Fig. 2. Temporal dynamics of the expression of immune pathways that predict either post-mortem worm burden or cFEC identified by supervised machine learning ElasticNet.

Heat map indicates the pathway enrichment reported as negative ${log}_{10}^{\mathrm{P-value}}$, where the dark red denotes stronger enrichment within each pathway. Each concentric circle represents one of six time-points at which abomasal biopsies were taken after challenge infection. Worm burdens predicted by these pathways were measured at D49 post challenge.

Fig. 3. Association between immune pathway gene expression and parasite infection post vaccination.
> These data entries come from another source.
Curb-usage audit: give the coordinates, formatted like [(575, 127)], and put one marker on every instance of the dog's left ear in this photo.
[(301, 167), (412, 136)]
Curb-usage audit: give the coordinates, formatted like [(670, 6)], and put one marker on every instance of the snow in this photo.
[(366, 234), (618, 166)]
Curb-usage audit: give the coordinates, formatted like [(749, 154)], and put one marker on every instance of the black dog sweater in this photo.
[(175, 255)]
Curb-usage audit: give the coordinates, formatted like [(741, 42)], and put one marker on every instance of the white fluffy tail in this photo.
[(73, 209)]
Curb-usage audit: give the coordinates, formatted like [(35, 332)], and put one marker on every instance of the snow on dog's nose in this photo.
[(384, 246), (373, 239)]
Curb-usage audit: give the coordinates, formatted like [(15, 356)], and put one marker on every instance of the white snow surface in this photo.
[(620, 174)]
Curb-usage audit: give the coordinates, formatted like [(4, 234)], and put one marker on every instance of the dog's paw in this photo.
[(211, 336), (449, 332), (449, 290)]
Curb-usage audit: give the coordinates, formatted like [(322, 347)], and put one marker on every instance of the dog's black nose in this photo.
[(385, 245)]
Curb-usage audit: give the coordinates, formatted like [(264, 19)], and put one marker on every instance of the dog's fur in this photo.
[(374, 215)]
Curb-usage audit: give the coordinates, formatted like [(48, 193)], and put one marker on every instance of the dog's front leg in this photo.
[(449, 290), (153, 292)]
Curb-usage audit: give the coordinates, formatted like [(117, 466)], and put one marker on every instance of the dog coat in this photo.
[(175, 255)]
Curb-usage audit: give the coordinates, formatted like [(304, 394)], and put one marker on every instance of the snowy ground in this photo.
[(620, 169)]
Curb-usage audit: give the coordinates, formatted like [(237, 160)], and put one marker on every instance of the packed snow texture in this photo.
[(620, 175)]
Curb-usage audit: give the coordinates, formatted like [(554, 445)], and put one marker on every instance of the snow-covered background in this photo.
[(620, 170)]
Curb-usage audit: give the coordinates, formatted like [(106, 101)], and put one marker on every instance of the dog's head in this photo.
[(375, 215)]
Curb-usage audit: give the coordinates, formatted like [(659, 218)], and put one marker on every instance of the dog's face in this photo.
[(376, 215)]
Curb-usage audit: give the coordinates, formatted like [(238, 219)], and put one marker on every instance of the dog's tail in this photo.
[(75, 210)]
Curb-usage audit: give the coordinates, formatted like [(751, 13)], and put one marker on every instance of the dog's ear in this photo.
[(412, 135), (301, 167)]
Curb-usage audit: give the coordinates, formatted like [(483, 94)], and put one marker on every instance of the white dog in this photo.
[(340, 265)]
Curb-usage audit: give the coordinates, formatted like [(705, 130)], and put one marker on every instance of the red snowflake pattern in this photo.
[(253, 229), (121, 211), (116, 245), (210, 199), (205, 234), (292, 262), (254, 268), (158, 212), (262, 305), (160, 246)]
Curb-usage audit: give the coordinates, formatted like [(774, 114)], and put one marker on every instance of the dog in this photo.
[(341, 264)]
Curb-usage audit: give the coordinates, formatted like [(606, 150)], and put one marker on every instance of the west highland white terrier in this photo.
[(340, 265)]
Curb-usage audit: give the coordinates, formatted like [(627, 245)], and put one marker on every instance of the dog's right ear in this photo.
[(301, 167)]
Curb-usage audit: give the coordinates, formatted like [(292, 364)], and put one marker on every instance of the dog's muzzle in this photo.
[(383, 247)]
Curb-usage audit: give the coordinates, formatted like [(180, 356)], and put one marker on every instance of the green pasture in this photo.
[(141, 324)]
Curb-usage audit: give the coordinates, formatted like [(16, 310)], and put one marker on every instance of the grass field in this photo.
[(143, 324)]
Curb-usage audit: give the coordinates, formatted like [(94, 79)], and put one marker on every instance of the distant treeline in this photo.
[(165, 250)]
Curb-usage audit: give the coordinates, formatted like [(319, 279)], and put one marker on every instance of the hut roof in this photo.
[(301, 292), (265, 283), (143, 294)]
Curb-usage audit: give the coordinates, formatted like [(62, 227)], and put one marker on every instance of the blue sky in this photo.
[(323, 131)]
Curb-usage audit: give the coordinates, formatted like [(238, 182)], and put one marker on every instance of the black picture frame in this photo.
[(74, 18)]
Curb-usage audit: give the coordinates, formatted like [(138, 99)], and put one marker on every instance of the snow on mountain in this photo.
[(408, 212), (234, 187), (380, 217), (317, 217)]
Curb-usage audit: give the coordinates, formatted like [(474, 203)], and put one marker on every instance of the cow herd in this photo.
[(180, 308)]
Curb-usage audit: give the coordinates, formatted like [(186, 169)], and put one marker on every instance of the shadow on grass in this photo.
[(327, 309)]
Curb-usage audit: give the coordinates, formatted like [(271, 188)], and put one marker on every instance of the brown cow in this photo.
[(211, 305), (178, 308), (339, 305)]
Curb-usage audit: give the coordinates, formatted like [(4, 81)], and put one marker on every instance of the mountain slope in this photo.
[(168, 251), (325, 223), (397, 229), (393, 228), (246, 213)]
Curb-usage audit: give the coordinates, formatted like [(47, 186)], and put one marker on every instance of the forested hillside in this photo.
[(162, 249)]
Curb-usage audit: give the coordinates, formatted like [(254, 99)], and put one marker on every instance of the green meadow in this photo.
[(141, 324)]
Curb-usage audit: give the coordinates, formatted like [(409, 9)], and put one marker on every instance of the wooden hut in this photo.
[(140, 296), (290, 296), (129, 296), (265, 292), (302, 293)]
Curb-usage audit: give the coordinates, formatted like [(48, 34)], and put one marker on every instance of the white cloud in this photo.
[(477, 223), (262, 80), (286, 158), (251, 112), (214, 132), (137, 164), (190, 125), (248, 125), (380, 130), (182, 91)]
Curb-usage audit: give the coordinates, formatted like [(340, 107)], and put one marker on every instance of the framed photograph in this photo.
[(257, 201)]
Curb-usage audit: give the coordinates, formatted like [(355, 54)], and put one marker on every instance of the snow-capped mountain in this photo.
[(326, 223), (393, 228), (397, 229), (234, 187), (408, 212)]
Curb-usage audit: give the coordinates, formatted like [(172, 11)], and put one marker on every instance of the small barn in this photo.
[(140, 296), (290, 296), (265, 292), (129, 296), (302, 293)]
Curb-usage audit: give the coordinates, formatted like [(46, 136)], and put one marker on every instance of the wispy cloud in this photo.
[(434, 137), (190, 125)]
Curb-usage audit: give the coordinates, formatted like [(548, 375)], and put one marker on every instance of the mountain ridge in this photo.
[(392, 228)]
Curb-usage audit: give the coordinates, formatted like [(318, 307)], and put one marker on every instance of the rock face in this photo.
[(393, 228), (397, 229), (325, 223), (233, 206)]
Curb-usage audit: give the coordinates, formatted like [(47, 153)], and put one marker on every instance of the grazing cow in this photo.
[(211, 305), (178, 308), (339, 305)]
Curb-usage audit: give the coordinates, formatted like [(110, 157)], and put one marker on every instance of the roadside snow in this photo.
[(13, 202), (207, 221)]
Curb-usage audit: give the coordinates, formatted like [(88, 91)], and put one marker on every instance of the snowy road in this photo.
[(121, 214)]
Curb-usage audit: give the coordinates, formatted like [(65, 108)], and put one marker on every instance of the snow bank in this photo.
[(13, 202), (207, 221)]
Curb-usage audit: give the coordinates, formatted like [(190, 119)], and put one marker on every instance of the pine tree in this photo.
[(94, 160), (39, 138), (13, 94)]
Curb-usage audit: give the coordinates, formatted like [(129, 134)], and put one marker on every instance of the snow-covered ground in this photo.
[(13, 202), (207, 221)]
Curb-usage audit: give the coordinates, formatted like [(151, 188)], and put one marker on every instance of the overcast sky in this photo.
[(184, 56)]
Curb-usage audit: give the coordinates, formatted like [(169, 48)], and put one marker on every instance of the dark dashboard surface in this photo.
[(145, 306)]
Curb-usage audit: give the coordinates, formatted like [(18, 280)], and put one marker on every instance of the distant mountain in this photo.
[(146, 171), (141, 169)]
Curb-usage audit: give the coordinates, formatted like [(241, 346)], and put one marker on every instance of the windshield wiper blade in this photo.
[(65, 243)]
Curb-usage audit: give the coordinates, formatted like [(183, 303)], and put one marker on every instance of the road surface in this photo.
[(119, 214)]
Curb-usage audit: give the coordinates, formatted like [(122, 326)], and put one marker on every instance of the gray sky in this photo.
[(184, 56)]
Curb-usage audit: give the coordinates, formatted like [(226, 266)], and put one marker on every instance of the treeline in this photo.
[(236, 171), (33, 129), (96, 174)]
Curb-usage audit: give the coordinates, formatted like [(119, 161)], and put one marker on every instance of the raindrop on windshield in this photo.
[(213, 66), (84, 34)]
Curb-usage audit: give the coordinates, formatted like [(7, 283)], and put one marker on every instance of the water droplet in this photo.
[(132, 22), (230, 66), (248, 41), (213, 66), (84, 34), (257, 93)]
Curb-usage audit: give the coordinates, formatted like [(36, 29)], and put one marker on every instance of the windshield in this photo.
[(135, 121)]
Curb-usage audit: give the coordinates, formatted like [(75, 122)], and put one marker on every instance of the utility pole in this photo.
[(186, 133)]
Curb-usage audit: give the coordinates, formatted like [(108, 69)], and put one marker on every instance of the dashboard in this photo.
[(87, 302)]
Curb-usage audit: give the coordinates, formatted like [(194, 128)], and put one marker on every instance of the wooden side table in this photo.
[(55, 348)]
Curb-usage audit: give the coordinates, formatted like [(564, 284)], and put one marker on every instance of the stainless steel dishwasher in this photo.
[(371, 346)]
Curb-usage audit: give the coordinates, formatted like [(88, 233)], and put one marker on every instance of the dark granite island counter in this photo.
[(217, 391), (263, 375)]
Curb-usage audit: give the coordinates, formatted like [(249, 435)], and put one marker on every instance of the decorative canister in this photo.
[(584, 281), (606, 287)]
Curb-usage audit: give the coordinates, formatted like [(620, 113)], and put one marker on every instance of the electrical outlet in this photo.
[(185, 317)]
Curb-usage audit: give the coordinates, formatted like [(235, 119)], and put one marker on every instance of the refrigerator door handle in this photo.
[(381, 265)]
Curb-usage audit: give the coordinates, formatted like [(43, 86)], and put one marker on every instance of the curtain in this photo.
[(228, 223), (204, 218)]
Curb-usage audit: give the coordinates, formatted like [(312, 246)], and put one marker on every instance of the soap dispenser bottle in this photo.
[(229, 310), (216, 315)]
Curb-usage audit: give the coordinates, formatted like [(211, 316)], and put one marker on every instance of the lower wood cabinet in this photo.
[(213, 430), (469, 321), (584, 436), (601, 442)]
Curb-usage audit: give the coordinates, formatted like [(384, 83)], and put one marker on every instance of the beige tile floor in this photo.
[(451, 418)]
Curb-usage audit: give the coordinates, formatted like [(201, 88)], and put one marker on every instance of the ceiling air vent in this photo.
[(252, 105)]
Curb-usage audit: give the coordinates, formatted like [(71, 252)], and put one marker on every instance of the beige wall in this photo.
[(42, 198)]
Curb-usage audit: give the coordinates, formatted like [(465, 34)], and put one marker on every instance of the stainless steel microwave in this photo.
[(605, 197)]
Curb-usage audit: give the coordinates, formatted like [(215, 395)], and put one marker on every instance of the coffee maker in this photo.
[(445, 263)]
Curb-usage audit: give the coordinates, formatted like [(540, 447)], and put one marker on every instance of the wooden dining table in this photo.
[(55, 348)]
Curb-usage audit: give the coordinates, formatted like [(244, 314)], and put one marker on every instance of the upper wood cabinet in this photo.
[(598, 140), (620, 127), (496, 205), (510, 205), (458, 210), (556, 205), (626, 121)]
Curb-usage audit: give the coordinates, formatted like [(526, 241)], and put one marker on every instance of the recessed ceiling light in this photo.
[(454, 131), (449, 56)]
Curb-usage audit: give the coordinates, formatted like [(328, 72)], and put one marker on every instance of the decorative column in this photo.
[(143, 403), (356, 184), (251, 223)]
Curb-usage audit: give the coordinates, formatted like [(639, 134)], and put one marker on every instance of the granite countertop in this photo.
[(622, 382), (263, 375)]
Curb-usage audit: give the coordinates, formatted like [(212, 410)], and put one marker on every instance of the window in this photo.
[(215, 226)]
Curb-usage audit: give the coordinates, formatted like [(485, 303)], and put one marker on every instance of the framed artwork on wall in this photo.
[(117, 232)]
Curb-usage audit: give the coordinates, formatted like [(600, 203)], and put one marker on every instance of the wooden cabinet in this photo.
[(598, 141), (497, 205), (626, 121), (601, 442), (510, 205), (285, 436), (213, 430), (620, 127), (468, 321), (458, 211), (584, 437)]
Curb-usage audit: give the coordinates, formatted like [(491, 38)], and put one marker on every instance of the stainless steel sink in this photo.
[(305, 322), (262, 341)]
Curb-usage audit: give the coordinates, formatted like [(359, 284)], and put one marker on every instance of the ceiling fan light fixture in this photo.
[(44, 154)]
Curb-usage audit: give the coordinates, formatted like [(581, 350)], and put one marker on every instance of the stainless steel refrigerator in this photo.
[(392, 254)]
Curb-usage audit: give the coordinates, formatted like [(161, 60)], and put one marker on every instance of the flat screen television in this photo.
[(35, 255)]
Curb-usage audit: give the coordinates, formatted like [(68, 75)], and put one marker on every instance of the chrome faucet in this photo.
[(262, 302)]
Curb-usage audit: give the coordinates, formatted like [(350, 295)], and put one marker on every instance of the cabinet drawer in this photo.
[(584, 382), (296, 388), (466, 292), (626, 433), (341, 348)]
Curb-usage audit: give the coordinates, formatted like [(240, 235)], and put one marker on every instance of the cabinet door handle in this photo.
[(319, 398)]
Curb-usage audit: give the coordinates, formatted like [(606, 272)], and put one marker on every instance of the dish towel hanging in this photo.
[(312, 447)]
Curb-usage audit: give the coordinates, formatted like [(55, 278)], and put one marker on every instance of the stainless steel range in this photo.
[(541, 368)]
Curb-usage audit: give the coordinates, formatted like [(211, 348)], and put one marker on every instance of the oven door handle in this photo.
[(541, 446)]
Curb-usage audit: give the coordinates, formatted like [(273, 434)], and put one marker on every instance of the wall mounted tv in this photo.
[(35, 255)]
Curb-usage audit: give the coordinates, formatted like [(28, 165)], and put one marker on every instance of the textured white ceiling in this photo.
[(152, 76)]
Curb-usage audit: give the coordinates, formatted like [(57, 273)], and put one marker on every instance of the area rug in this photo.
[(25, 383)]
Heat map of correlation coefficients between (a), worm burdens or (b), cFEC and gene expression in the selected pathways before challenge (D0), seven (D7) and 21 (D21) days post challenge in vaccinated and control lambs. Colours represent negative (red) and positive (blue) Pearson correlation coefficients for each comparison. The immune pathways were clustered using k-means according to their correlation patterns over time in the vaccinated group.

Fig. 4. Gene expression within immune pathways significantly affected by immunisation, age, or both.

a Heat map of gene expression over time within the four treatments (3mo-Vax, 3mo-Ctrl, 6mo-Vax, and 6mo-Ctrl). High to low scaled expression is denoted with blue to white hues. b Heat map of a generalised mixed model t value statistic (number of standard deviations from the mean) indicating the effect of age, vaccination, and the interaction between age and vaccination on the expression of each pathway. Purple indicates a dampening effect on the expression of the pathway while yellow indicates increased expression of that pathway relative to the global average. Pathways included are those presented in Fig. 2. The full list of gene expression is available in Supplementary Fig. 6.